Unbekannte hatten das Hakenkreuz auf der Glocke heimlich entfernt. Jetzt reagiert die hannoversche Landeskirche.

NS-Inschrift und Hakenkreuz haben Unbekannte von der Glocke entfernt
NS-Inschrift und Hakenkreuz haben Unbekannte von der Glocke entferntHannoversche Landeskirche

Schweringen/Kr. Nienburg. Nach der heimlichen Entfernung des Hakenkreuzes und eines aus der NS-Zeit stammenden Schriftzuges von einer Kirchenglocke in Schweringen bei Nienburg hat die hannoversche Landeskirche eine rechtliche Prüfung des Vorfalls angekündigt. Es müsse jetzt geprüft werden, ob es sich dabei um eine strafbare Sachbeschädigung handele, sagte der Leiter der Rechtsabteilung im Landeskirchenamt, Oberlandeskirchenrat Rainer Mainusch. Zuvor war bekanntgeworden, dass Unbekannte das Nazi-Symbol vermutlich mit einer Flex entfernt hatten. Der Umgang mit der Glocke hatte in den vergangenen Wochen für heftigen Streit in der Kirchengemeinde gesorgt. 
Der Kapellenvorstand in Schweringen habe als Eigentümer der Glocke mehrheitlich deutlich gemacht, dass er keinen Strafantrag stellen werde, sagte Mainusch weiter. Es bleibe aber abzuwarten, ob die zuständige Staatsanwaltschaft das besondere öffentliche Interesse an der Strafverfolgung bejahe und von sich aus Ermittlungen einleite. Ein Polizeisprecher in Nienburg bestätigte auf epd-Anfrage, dass keine Anzeige in der Sache eingegangen ist. Die Polizei sei mit den zuständigen Kirchengremien "im Austausch".
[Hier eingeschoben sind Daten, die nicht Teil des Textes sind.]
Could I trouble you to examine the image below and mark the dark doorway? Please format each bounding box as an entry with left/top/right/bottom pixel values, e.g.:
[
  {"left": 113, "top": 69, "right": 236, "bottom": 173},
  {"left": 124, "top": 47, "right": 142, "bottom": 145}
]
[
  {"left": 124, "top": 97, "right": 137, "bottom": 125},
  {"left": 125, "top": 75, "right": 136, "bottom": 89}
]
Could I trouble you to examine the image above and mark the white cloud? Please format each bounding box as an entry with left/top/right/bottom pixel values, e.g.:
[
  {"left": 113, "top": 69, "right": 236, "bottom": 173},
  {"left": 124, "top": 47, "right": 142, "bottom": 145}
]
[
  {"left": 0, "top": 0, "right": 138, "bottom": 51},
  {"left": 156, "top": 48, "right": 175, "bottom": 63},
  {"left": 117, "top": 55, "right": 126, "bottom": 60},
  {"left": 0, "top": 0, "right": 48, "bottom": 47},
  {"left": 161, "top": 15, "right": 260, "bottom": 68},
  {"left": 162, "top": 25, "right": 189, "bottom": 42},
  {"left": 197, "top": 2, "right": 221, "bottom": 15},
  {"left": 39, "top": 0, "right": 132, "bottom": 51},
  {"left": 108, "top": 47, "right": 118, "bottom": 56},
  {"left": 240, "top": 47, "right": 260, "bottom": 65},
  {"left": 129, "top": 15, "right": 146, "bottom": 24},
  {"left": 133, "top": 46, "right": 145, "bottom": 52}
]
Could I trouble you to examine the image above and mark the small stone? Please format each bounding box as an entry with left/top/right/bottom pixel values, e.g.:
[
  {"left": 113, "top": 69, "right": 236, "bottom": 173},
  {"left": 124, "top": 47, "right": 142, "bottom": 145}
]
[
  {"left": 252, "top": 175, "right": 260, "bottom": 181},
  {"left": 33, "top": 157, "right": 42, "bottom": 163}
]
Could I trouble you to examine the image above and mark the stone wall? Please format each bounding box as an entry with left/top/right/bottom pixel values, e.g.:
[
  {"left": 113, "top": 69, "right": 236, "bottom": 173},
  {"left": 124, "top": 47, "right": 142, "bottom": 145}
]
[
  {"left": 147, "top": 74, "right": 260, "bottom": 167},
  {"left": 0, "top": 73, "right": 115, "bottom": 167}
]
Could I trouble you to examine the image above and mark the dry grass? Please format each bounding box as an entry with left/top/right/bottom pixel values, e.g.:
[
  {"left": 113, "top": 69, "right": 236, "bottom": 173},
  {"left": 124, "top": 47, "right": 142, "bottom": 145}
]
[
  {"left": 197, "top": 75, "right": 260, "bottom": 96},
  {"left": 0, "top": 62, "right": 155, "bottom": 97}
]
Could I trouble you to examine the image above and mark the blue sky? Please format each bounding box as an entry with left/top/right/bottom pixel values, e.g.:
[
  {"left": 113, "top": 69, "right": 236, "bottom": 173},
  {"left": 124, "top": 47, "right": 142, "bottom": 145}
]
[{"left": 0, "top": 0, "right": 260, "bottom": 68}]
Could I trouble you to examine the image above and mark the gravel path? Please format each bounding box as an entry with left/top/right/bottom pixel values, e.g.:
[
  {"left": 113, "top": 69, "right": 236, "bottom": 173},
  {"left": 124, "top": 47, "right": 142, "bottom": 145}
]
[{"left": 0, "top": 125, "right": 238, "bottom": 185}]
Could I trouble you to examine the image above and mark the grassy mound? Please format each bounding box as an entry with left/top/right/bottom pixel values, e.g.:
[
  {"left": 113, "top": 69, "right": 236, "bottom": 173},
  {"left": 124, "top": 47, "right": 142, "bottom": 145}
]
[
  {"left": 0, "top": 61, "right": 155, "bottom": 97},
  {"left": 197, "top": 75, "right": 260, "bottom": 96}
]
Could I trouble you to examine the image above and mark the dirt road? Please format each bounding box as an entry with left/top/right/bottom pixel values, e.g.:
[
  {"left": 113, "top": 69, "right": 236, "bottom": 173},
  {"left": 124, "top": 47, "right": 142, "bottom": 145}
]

Schaden soll geschätzt werden

Oberlandeskirchenrat Mainusch sagte weiter: "Natürlich ist es zunächst einmal zu begrüßen, wenn es ein Hakenkreuz weniger gibt." Allerdings habe die eigenmächtige Entfernung des Hakenkreuzes und des Schriftzugs aus Sicht der Landeskirche den Aufarbeitungsprozess in Schweringen "eher erschwert als vorangebracht". Die notwendige Auseinandersetzung mit der nationalsozialistischen Vergangenheit und ihren Folgewirkungen in der Gegenwart lasse sich "nicht mit einer Flex bewältigen".
"Wir sehen die Verantwortlichen in der Kirchengemeinde jetzt in der Pflicht, den Aufarbeitungsprozess weiter fortzuführen", fügte Mainusch hinzu. "Als Landeskirche sind wir gerne bereit, diesen Prozess zu begleiten und zu unterstützen." Als nächsten Schritt kündigte Mainusch die Begutachtung der Glocke durch einen Sachverständigen an. Dieser solle feststellen, "wie schwerwiegend die Beschädigung der Glocke ist".
In der Gemeinde war der Streit um die Glocke mit dem Hakenkreuz zuletzt eskaliert. Pastor Jann-Axel Hellwege hatte eine Entscheidung des Kirchenvorstands angefochten, der die Glocke behalten und weiter nutzen wollte. Auch der "Runde Tisch gegen Rassismus und rechte Gewalt in Stadt und Landkreis Nienburg" forderte die Gemeinde in Schweringen auf, ihre mit Nazi-Symbolen versehene Glocke abzuhängen. 

Umfrage in Gemeinden

Die 1934 gegossene und aufgehängte Glocke war im Herbst stillgelegt worden. Zuvor war bekanntgeworden, dass sie ein 35 mal 35 Zentimeter großes Hakenkreuz mit einer nationalistischen Inschrift trägt. Nach Querelen um eine ebenfalls mit Nazi-Symbolen ausgestattete Glocke im pfälzischen Herxheim am Berg hatte die hannoversche Landeskirche in ihren Gemeinden eine Umfrage gestartet, wo es noch entsprechende Glocken gibt. 
Außer in Schweringen wurde dabei eine weitere "Nazi-Glocke" in Faßberg bei Celle entdeckt. Diese soll demnächst durch eine neue Glocke ersetzt werden. Bundesweit tauchten neben den beiden Glocken in Niedersachsen fünf "Nazi-Glocken" in evangelischen Kirchen in der Pfalz auf, dazu zwei in Berlin und eine in Saarland. (epd)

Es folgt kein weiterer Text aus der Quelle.